Non-recours, fraude et plus généralement erreurs de versements constituent des problématiques liées : la fraude donne lieu de fait à des indus, les erreurs de versements et notamment les récupérations d’indus associées peuvent décourager l’allocataire de faire valoir ses droits en premier lieu, entraînant ainsi du non-recours.

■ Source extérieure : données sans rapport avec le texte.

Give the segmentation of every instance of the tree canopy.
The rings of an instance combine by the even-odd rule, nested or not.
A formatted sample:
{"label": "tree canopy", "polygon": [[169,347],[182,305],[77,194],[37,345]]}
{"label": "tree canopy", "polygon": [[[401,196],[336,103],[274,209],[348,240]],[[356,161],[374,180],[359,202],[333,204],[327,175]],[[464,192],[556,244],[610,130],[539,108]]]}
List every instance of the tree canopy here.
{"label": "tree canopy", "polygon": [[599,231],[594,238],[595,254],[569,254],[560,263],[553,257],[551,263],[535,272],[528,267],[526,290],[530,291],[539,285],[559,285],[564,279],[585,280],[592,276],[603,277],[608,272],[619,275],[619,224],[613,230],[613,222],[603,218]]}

Si la complexité des dispositifs actuels constitue une cause majeure de non-recours, de fraude et d’indus, l’enjeu consiste manifestement àx simplifier et moderniser, notamment à l’aide des données sociales.

Le non-recours

Si la lutte contre la fraude attire davantage le feu des projecteurs, petit à petit, le thème du non-recours a commencé à faire parler de lui en France à la fin des années 1990, dans un contexte de lutte accrue contre la pauvreté et l’exclusion. Malgré la complexité du phénomène, les études ont réussi à en identifier quelques causes principales : les freins administratifs, la complexité des critères d’éligibilité, le risque d’indus, le manque de connaissance des prestations et la stigmatisation qui peut parfois les accompagner.

Signe que ce phénomène s’inscrit désormais au cœur des politiques publiques, la DREES propose dans une étude de début 2022 de mesurer ce phénomène de manière régulière. Elle estime dans cette étude que plus d’un tiers des bénéficiaires potentiels du RSA n’y recourent pas, ce qui résulterait en un total de sommes non versées de 750  millions d’euros par trimestre pour le seul non-recours au RSA.

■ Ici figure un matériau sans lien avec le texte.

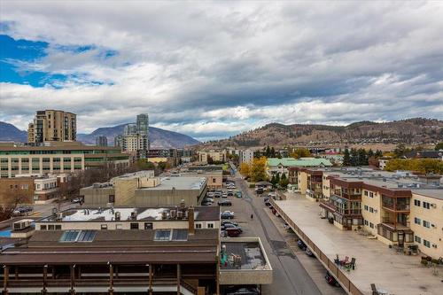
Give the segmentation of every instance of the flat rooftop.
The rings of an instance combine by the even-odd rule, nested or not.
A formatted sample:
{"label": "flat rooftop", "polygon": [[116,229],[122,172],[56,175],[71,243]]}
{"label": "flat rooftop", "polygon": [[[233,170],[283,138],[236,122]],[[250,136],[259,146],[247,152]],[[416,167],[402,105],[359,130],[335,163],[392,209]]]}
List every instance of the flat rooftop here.
{"label": "flat rooftop", "polygon": [[223,269],[260,269],[266,265],[266,260],[258,242],[222,242],[226,246],[226,259],[232,254],[240,258],[237,266],[229,262],[222,264]]}
{"label": "flat rooftop", "polygon": [[[37,222],[68,222],[68,221],[116,221],[115,213],[119,212],[120,221],[177,221],[177,219],[162,219],[163,212],[169,214],[176,207],[106,207],[106,208],[71,208],[60,212],[60,216],[56,214],[42,218]],[[216,221],[220,219],[218,206],[194,207],[194,219],[196,221]],[[132,219],[132,213],[136,212],[136,216]],[[187,220],[184,217],[182,220]]]}
{"label": "flat rooftop", "polygon": [[162,177],[160,184],[152,188],[140,188],[140,190],[200,190],[206,182],[206,177]]}
{"label": "flat rooftop", "polygon": [[[296,196],[296,197],[294,197]],[[338,254],[356,259],[356,268],[345,276],[363,293],[372,294],[370,283],[389,294],[441,294],[441,275],[423,268],[420,255],[398,255],[377,240],[354,231],[340,230],[319,216],[318,203],[299,194],[276,204],[330,260]]]}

Indus et erreurs d’attribution : conséquences d’une grande complexité ?

Moins médiatisés que les problématiques de fraude et de non-recours, les versements indus (ou minorés) de prestations constituent pourtant un enjeu majeur tant pour les organismes gestionnaires (enjeu financier et charge en gestion associée aux régularisations nécessaires) que pour les bénéficiaires (en termes de prédictibilité des revenus).

Au-delà des comportements délibérément frauduleux, les erreurs déclaratives non volontaires sont nombreuses et peuvent mener à des erreurs de versement.

Selon une étude CAF sur la prime d’activité, 60 % des déclarations des bénéficiaires seraient erronées, majoritairement en défaveur des allocataires1. Le rapport sur la « juste prestation2 » souligne aussi que chaque année, 27 % des allocataires de la CAF et la moitié des allocataires du RSA sont concernés par un indu (erreur de montant de versement en faveur de l’allocataire).

La récente étude du Conseil d’État pointe la complexité des critères d’attribution et de calcul des prestations, en particulier ceux concernant les ressources, comme cause des erreurs déclaratives et prône donc une simplification drastique des « bases ressources ».

1 «  Les conditions de ressources dans les politiques sociales : plus de simplicité, plus de cohérence  », étude du Conseil d’État publiée en novembre 2021.

2 «  La juste prestation pour des prestations et un accompagnement ajustés  », rapport de Christine Cloarec-Le Nabour et Julien Damon remis au Premier ministre – septembre 2018.